This report examines the synergy between Large Language Models (LLMs) and Static Application Security Testing (SAST) to improve vulnerability discovery. Traditional SAST tools, while effective for proactive security, are limited by high false-positive rates and a lack of contextual understanding. Conversely, LLMs excel at code analysis and pattern recognition but can be prone to inconsistencies and hallucinations. By integrating these two technologies, a more intelligent and efficient system is created. This combination moves beyond mere vulnerability detection optimization, transforming security into a deeply integrated, contextual process that provides tangible benefits like improved triage, dynamic bug descriptions, bug validation via exploit generation and enhanced analysis of complex codebases. The result is a more effective security approach that leverages the strengths of both technologies while mitigating their weaknesses. SAST-Genius reduced false positives by about 91 % (225 to 20) compared to Semgrep alone.
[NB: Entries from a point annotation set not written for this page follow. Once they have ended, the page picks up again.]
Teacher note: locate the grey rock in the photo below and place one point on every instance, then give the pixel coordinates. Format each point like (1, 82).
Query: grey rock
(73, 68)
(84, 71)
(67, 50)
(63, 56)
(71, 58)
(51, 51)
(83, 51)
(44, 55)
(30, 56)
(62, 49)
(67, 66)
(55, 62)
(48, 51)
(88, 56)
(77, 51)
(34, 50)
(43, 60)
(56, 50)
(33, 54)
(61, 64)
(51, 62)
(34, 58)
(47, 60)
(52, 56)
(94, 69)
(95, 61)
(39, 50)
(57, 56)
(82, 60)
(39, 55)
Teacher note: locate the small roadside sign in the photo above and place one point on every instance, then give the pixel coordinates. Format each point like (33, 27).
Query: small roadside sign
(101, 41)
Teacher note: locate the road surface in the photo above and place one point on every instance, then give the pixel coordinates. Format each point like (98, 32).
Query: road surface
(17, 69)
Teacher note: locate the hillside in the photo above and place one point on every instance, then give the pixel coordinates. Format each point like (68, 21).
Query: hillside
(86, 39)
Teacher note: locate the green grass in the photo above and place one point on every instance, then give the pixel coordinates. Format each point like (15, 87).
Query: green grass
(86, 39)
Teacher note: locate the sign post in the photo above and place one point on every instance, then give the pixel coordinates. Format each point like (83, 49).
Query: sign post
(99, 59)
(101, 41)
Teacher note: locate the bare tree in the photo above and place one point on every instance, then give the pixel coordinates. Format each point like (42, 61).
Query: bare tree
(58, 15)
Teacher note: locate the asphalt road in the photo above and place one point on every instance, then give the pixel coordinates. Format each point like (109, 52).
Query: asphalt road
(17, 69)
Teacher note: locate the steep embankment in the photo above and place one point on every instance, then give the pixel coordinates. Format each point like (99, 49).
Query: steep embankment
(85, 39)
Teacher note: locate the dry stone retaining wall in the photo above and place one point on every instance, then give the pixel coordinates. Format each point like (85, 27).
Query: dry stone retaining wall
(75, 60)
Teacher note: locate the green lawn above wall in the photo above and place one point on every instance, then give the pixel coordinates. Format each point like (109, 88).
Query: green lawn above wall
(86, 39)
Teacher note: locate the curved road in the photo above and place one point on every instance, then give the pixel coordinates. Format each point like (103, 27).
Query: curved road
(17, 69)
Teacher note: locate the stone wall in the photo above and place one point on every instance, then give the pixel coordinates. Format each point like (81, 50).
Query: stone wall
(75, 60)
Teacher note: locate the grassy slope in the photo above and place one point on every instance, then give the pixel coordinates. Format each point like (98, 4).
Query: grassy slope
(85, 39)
翻译：本报告探讨了大型语言模型（LLMs）与静态应用安全测试（SAST）之间的协同作用，以改进漏洞发现。传统SAST工具虽然在主动安全方面有效，但受限于高误报率和缺乏上下文理解。相反，LLMs擅长代码分析和模式识别，但可能存在不一致性和幻觉问题。通过整合这两种技术，创建了一个更智能、更高效的系统。这种结合超越了单纯的漏洞检测优化，将安全转化为一个深度集成、上下文感知的过程，提供了切实的益处，如改进的漏洞分类、动态漏洞描述、通过漏洞利用生成进行漏洞验证，以及增强对复杂代码库的分析。其结果是一种更有效的安全方法，充分利用了两种技术的优势，同时减轻了它们的弱点。与单独使用Semgrep相比，SAST-Genius将误报率降低了约91%（从225降至20）。